Other than the Securities Purchase Agreement, Secured Convertible Note, Investors Rights Agreement, Security Agreement, and Guarantee, Exhibits A through E, respectively, to this Statement, there are no other contracts, arrangements, understandings or relationships (legal or otherwise) among Nyltiak and Lawson and between such persons and any person with respect to any securities of the Issuer, including but not limited to, transfer or voting of any of the securities, finder’s fees, joint ventures, loan or option arrangements, puts or calls, guarantees of profits, division

 


 

of profits or loss, the giving or withholding of proxies, or a pledge or contingency the occurrence of which would give another person voting power over the securities of the Issuer.

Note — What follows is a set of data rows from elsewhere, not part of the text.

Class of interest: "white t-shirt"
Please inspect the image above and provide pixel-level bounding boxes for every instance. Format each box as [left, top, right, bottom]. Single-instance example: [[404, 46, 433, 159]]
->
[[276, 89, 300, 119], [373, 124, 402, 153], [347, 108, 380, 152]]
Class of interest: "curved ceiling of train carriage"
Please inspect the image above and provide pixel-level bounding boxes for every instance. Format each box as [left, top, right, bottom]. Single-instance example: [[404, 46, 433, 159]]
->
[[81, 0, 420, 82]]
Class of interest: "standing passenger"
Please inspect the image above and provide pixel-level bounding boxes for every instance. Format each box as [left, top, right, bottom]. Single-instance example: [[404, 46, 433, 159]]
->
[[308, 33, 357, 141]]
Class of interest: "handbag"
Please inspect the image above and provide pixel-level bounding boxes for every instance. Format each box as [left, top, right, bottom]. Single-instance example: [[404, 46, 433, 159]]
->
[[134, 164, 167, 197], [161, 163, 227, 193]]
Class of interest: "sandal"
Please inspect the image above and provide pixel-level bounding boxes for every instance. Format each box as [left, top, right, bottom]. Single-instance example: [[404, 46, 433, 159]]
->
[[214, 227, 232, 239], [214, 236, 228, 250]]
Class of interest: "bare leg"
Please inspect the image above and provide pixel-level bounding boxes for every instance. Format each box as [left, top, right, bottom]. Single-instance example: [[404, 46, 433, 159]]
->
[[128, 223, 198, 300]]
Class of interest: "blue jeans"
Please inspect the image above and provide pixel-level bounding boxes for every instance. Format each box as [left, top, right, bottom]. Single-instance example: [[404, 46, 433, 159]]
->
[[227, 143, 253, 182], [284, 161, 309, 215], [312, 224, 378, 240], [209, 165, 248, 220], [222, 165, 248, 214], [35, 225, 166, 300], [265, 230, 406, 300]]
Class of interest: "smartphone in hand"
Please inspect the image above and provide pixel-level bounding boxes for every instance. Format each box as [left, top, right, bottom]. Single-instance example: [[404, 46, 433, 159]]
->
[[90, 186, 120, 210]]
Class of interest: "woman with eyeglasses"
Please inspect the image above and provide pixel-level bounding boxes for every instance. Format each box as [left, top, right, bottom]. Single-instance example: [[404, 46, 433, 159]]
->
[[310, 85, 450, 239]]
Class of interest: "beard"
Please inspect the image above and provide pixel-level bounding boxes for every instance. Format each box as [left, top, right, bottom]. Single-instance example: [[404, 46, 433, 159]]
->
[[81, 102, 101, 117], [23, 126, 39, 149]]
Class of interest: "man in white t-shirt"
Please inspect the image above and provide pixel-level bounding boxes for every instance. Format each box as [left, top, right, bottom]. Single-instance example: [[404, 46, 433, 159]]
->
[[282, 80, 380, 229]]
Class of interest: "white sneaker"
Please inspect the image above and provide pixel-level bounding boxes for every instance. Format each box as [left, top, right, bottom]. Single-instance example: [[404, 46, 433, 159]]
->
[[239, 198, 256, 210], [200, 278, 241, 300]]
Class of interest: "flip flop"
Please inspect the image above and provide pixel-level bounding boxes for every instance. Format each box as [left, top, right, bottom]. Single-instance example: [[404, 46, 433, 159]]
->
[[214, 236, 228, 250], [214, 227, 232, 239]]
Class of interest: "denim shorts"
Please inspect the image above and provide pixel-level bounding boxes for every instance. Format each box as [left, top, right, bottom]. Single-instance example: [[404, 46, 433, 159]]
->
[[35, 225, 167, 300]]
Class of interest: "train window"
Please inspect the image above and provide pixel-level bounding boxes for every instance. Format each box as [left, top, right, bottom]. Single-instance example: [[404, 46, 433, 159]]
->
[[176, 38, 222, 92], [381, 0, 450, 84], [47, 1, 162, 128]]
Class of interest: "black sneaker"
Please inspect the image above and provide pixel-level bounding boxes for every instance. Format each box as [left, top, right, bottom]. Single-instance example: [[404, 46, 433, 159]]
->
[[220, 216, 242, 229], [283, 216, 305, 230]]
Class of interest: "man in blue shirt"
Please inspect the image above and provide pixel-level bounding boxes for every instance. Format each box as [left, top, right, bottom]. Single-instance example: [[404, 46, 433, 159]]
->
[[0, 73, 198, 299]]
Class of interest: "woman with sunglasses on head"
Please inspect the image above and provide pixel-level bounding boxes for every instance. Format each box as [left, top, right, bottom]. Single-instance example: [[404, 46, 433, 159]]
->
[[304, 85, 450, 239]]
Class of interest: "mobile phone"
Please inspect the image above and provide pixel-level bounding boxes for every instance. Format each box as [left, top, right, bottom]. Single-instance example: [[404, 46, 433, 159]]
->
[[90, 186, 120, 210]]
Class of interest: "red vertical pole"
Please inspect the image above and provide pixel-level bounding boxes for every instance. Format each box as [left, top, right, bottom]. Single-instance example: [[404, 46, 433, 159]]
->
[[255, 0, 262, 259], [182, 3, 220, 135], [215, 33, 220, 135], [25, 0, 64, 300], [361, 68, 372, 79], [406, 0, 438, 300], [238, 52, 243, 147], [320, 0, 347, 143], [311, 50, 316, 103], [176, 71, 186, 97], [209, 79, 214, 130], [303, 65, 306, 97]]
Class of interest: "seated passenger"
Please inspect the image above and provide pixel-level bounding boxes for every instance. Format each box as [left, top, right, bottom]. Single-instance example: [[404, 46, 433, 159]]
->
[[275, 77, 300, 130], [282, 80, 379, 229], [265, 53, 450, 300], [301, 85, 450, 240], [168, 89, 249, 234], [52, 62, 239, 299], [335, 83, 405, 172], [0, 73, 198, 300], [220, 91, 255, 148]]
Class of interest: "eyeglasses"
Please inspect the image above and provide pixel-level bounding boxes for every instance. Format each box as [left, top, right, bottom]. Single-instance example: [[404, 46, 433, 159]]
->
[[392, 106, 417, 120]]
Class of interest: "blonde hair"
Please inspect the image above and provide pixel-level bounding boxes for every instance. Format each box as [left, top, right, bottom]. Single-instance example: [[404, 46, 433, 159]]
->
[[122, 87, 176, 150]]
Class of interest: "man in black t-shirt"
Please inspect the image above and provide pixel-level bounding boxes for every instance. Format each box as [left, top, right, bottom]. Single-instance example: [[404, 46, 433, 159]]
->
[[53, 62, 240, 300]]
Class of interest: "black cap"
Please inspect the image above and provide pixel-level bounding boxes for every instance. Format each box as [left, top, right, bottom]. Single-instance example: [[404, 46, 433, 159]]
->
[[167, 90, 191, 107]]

Item 7. Material to Be Filed as Exhibits

     
A.   Securities Purchase Agreement, dated as of July 22, 2002, by and among Aviation General Incorporated and Nyltiak Investments, LLC (incorporated by reference to Exhibit 10.1 to the Aviation General Incorporated Form 10-Q for the quarter ended June 30, 2002, filed with the SEC on August 14, 2002 (the “Issuer 10-Q”)).
     
B.   Secured Convertible Note, dated as of July 22, 2002, by and among Aviation General Incorporated and Nyltiak Investments, LLC (incorporated by reference to Exhibit 10.2 to the Issuer 10-Q).
     
C.   Investor Rights Agreement, dated as of July 22, 2002, by and among Aviation General Incorporated and Nyltiak Investments, LLC (incorporated by reference to Exhibit 10.3 to the Issuer 10-Q).
     
D.   Security Agreement, dated as of July 22, 2002, by and among Aviation General Incorporated and Nyltiak Investments, LLC (incorporated by reference to Exhibit 10.4 to the Issuer 10-Q).
     
E.   Guarantee, dated as of July 22, 2002, by and among Aviation General Incorporated and Nyltiak Investments, LLC (incorporated by reference to Exhibit 10.5 to the Issuer 10-Q).

 


 

Signature

After reasonable inquiry and to the best of my knowledge and belief, I certify that the information set forth in this statement is true, complete and correct.

October 22, 2002


Date

 

/s/ James E. Lawson


James E. Lawson

 

Nyltiak Investments, LLC

By: /s/ James E. Lawson


James E. Lawson
Managing Member

 


 

Index to Exhibits

     
Exhibit
Number
  Description of Exhibits
A.   Securities Purchase Agreement, dated as of July 22, 2002, by and among Aviation General Incorporated and Nyltiak Investments, LLC (incorporated by reference to Exhibit 10.1 to the Issuer 10-Q).
     
B.   Secured Convertible Note, dated as of July 22, 2002, by and among Aviation General Incorporated and Nyltiak Investments, LLC (incorporated by reference to Exhibit 10.2 to the Issuer 10-Q).
     
C.   Investor Rights Agreement, dated as of July 22, 2002, by and among Aviation General Incorporated and Nyltiak Investments, LLC (incorporated by reference to Exhibit 10.3 to the Issuer 10-Q).
     
D.   Security Agreement, dated as of July 22, 2002, by and among Aviation General Incorporated and Nyltiak Investments, LLC (incorporated by reference to Exhibit 10.4 to the Issuer 10-Q).
     
E.   Guarantee, dated as of July 22, 2002, by and among Aviation General Incorporated and Nyltiak Investments, LLC (incorporated by reference to Exhibit 10.5 to the Issuer 10-Q).